Coagulation pretreatment coupled with indigenous microalgal-bacterial consortium system for on-site treatment of rural black wastewater.

ABSTRACT

Improper treatment of rural black wastewater (RBW) presents substantial challenges, including the wastage of resource, environmental contamination, and economic consequences. This study proposed an integrated process for RBW treatment, consisting of coagulation/flocculation (C/F) pretreatment and subsequent inoculation of indigenous microalgal-bacterial consortium (IMBC) for nitrogen recovery, namely C/F-IMBC process. Specifically, the optimal C/F conditions (polyaluminium chloride of 4 g/l, polyacrylamide of 50 mg/l, and pH of 6) were determined through a series of single-factor experiments, considering CN, turbidity, and dissolved organic matter (DOM) removal, economic cost, and potential influence on the water environment.
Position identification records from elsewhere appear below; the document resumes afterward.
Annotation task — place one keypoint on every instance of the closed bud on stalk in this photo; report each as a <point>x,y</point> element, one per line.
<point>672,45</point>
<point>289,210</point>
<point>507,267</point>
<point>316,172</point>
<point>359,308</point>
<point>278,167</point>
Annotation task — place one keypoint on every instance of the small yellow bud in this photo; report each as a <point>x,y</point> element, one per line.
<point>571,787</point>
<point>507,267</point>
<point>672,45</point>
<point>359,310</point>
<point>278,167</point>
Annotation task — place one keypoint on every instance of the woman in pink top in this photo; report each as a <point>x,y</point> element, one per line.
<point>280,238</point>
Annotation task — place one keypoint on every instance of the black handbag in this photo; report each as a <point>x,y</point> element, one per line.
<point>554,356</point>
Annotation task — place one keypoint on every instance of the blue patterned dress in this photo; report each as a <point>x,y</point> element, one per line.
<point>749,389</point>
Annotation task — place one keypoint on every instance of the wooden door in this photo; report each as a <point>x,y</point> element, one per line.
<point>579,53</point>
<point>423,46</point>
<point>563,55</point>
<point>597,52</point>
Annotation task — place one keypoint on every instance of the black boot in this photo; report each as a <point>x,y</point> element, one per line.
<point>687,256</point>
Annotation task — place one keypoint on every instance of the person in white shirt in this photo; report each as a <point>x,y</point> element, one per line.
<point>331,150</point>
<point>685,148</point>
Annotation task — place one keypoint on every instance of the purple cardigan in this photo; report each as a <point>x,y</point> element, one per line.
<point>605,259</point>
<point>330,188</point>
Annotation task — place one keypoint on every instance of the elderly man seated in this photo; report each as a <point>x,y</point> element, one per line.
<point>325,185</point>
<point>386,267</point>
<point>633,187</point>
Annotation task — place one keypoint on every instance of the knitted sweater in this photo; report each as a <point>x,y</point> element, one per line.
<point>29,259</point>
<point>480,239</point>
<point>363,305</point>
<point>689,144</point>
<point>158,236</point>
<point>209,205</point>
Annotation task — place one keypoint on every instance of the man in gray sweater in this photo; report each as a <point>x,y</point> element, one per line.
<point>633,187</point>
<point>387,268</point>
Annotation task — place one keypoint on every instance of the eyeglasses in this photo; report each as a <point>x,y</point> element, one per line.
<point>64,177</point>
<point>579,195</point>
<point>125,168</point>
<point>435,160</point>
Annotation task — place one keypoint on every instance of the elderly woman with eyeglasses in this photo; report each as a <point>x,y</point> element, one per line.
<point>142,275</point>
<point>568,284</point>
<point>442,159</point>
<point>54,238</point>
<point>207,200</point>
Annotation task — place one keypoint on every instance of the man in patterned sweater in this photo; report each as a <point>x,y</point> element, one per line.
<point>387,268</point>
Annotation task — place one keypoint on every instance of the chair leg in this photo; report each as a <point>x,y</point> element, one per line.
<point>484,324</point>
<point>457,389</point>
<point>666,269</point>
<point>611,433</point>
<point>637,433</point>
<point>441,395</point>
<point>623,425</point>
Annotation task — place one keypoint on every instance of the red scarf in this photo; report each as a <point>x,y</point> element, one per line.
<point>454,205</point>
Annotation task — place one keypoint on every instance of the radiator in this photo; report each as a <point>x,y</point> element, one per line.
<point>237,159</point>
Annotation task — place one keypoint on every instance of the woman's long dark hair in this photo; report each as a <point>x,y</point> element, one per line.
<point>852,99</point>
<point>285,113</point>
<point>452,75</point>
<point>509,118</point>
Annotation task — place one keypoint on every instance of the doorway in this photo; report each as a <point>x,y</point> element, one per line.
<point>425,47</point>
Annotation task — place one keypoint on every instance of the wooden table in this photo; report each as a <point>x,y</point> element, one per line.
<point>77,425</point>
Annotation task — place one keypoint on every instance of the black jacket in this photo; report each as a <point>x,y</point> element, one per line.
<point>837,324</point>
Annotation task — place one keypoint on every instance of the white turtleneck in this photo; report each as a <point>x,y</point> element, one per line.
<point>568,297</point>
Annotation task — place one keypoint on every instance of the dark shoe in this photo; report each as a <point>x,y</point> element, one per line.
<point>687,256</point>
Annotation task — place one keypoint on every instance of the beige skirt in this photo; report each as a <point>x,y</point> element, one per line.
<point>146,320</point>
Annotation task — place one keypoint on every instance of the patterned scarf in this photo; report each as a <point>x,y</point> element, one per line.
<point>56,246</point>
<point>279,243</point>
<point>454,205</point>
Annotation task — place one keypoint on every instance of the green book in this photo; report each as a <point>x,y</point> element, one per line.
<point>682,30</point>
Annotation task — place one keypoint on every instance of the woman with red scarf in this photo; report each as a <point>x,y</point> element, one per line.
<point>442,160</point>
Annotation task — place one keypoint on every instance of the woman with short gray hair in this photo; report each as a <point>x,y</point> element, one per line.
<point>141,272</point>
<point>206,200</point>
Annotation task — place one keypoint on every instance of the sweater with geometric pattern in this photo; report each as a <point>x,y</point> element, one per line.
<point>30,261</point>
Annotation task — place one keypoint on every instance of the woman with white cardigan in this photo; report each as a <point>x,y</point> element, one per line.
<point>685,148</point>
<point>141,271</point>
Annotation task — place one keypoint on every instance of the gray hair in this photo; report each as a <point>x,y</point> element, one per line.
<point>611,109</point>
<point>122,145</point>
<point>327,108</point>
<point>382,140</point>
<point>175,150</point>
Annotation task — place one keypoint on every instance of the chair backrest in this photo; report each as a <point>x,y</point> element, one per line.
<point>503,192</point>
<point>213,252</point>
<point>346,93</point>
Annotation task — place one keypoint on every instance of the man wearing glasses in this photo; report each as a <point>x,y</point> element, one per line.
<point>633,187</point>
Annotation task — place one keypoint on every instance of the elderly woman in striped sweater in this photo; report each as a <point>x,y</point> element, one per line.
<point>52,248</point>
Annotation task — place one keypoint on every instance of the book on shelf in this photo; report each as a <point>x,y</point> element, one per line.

Compared to the sole IMBC system for RBW treatment, the proposed C/F-IMBC process exhibited a remarkable 1.23-fold increase in microalgal growth and a substantial 17.6-22.6 % boost in nitrogen recovery. The altered RBW characteristic induced by C/F pretreatment was supposed to be responsible for the improved system performance. In particular, the abundance of DOM was decreased and its composition was simplified after C/F pretreatment, based on the analysis for excitation-emission matrices with parallel factor and gas chromatography-mass spectrometry, thus eliminating the potential impacts of toxic DOM components (e.g., Bis(2-ethylhexyl) phthalate) on IMBC activity. It should also be noted that C/F pretreatment modified microbial community structure as well, thereby regulating the expression of nitrogen-related genes and enhancing the system nitrogen recovery capacity. For instance, the functional Cyanobacteria responsible for nutrient recovery was enriched by 1.95-fold and genes involved in the assimilatory nitrate reduction to ammonia pathway were increased by 1.52-fold. These fundamental findings are expected to offer insights into the improvement of DOM removal and nitrogen recovery for IMBC-based wastewater treatment system, and provide valuable guidance for the development of sustainable on-site RBW treatment technologies.